The result, after a few days’ percolation, is what you see below. I’m not sure it counts as ‘topical’, in any uncomfortable stretch of the word, but I got a kick out of it. Maybe next week we’ll write haikus based on trending tweets or something. Writing class is weird.


One Child

[JACK is in a living room. CARL, with clipboard, approaches an outside door and knocks.]

JACK: Who is it?

CARL: Delivery!

[Jack opens the door.]

JACK: You’re not the pizza guy.

CARL: No sir. Package for you. Sign here, please.

JACK: Package? What is it?

CARL: Just sign here, sir. And here. And initial here.

[Jack complies. Carl steps away and rolls in a dolly, on which stands SUZY.]

CARL: And here’s your daughter.

[Suzy leaps off the dolly and hugs Jack tight.]

SUZY: Oh, Daddy! I’m ever so happy to be home!
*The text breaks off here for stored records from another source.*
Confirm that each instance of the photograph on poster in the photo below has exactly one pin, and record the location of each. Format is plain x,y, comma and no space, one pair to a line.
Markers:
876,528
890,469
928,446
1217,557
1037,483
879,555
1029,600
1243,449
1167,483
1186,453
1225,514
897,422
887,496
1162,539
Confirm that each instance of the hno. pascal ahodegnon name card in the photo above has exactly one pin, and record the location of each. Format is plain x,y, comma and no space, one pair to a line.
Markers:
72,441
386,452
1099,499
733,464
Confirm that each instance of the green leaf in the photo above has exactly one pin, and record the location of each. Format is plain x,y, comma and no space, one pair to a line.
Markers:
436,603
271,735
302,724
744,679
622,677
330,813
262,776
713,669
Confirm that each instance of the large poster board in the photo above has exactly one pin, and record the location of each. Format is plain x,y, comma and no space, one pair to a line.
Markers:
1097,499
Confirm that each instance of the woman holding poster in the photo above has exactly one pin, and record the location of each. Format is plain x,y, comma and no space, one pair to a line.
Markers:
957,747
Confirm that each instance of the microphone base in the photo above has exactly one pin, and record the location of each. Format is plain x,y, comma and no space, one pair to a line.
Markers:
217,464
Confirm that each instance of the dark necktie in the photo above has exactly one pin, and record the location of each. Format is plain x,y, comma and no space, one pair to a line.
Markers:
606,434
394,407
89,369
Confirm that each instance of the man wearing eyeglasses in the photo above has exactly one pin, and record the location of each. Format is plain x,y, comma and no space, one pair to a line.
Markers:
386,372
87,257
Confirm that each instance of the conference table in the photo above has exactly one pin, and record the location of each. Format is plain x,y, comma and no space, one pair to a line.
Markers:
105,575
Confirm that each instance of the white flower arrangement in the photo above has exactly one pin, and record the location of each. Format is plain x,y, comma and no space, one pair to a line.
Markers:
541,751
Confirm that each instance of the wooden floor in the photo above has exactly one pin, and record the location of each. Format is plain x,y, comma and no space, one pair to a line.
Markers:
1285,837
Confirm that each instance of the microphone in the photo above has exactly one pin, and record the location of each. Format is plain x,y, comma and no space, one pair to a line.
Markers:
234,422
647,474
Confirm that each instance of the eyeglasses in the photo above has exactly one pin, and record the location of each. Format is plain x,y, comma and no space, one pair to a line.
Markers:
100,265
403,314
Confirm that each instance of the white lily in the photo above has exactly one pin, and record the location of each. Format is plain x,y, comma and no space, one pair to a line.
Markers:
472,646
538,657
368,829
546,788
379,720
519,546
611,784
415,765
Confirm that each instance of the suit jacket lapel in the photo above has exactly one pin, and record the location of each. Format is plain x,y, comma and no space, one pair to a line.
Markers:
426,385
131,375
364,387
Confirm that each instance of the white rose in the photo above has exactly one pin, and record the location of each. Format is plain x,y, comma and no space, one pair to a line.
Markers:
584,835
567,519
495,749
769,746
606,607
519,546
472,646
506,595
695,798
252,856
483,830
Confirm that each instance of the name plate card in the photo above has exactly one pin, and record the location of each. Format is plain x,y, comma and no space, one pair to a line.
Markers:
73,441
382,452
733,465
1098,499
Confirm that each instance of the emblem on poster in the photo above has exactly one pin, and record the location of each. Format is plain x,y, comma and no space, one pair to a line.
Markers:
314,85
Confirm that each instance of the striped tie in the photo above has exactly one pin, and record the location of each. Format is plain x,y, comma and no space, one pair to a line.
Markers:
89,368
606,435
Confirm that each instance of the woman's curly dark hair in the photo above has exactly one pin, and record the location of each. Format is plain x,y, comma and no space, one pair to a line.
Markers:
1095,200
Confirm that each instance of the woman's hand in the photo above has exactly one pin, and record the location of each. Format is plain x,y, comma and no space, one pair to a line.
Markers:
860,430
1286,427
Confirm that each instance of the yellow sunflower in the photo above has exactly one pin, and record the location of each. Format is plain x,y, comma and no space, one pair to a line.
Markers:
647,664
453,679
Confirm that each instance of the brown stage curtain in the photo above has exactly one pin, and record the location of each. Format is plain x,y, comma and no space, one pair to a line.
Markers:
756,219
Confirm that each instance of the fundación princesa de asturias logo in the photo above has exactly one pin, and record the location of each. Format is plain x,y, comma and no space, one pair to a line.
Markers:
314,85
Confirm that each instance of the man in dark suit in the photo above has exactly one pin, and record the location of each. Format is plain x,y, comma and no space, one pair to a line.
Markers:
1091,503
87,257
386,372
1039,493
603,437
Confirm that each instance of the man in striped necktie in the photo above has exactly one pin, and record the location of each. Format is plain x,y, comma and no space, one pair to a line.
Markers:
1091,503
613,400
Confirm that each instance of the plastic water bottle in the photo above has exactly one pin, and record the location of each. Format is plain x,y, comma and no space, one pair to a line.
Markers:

JACK: Whoa, hold on, buddy. I don’t have a daughter. I’ve never even seen this kid.

CARL: So?

JACK: So… what’s she doing here, and why on earth is she calling me ‘Daddy’?

(To Suzy)

Don’t call me Daddy!

SUZY: Sure thing, Pop-Pop!

CARL: Look, I’m a delivery guy. They say bring you a kid, I bring you a kid.

JACK: ‘They’? Who’s ‘they’?

CARL: The Feds. You know about this global overcrowding thing, right?

JACK: Yeah.

CARL: And that law they passed, dictating ‘one child per couple’?

JACK: Yeah. So?

CARL: So, there you go. One child.

JACK: But… wait, no. That’s a maximum of one child per couple. Not one child for EVERY couple.

CARL: Yeah, well, apparently they weren’t so careful with the wording. Now I’m making orphanage runs six times a day. We all got problems, pal.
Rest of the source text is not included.